What to do in Parks – Stargazing

Sit back, relax and look up. While some visitors briefly marvel at the overhead celestial show, increasing numbers choose their destination with stargazing in mind. Dark sky tourism is a small but growing trend. And when it comes to the best stargazing places, WA is blessed. We have some of the most pristine night skies in the world to view million of stars. When you are off the beaten track, in many of WA’s remote National Parks, you will experience a big sky from horizon to horizon. On a moonless night you can clearly see the Milky Way Galaxy stretch across the sky; an awe-inspiring view so close you feel like you could touch it. All you need is a comfortable chair to sit back in, or a beach rug. Better yet, grab a swag and let the night sky blanket you.

Stargazing tourists need food, water, a bed for the night and toilet facilities. For this reason national parks, with their established visitor facilities, are starting to make a virtue of their dark skies, far from the light pollution of urban settings.

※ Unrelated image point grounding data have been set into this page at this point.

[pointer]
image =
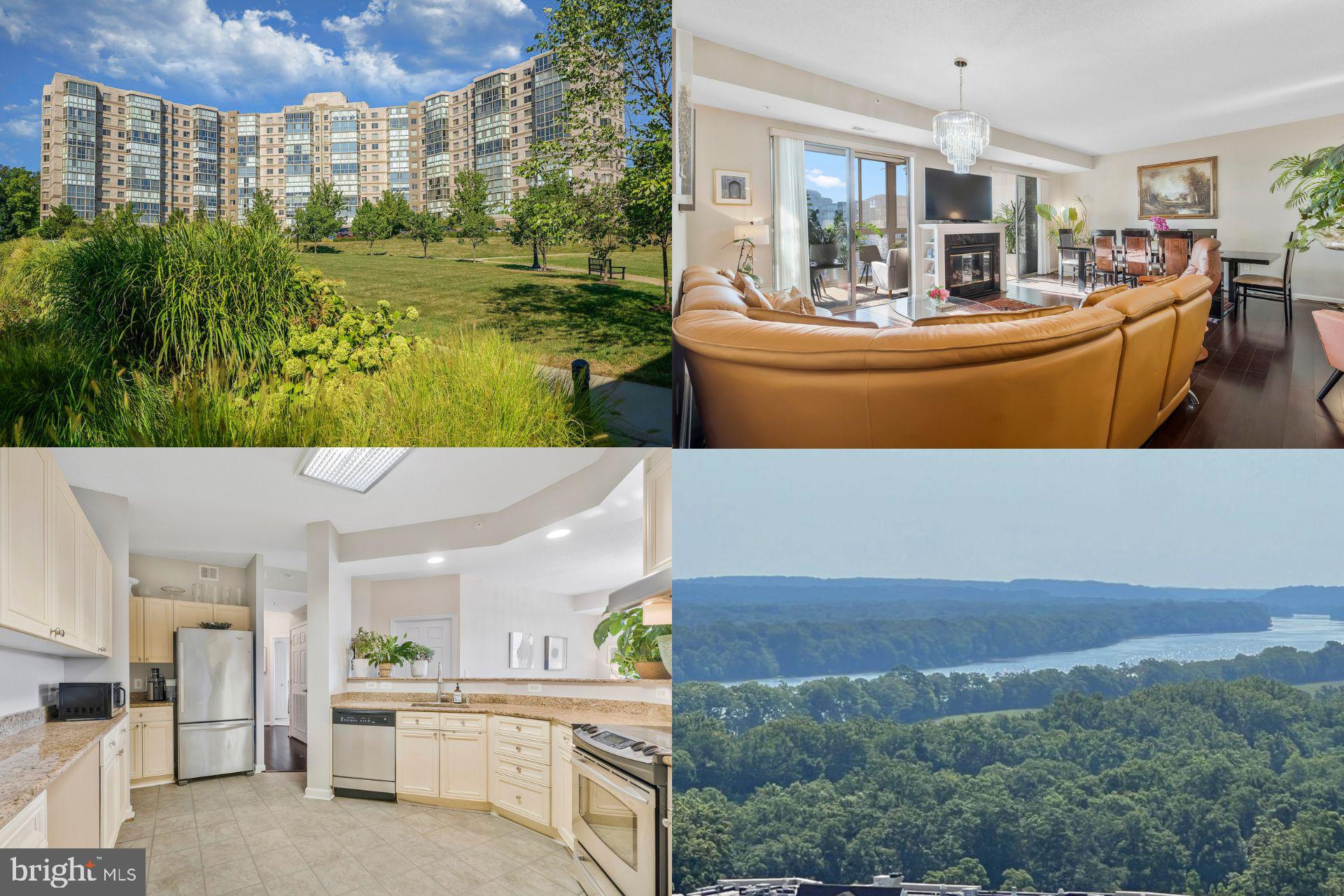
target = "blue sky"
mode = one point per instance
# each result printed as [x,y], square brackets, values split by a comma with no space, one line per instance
[252,55]
[1196,519]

For a truly unique, informative and entertaining experience, REMTREK offers a two-hour astronomy session under clear WA night skies at Dales Gorge Campground in Karijini National Park. Between April and September, using large portable 305 to 400mm diameter telescopes, the REMTREK guide takes you on an unforgettable cosmic journey that will leave you spellbound. From nearby neighbouring star Alpha Centauri to the very distant Omega Centauri Cluster and everything in-between, gaze through the telescopes at stars light-years away from earth.

Besides viewing stars, gazing at the heavenly body of the moon is a special experience. On a full moon in the outback the moonlight is so bright you can almost read a book. A full moon phenomenon to witness is the Staircase to the Moon at Roebuck Bay Marine Park. It appears each month from March to October, as the full moon rises and creates a reflection of its light across the ripples of the tidal flats making for a spectacular sight.

If you are really lucky, you may even witness the elusive Aurora Australis. It is very rare in WA and usually only ever seen along the southern coast from places such as Cape Le Grand National Park in Esperance.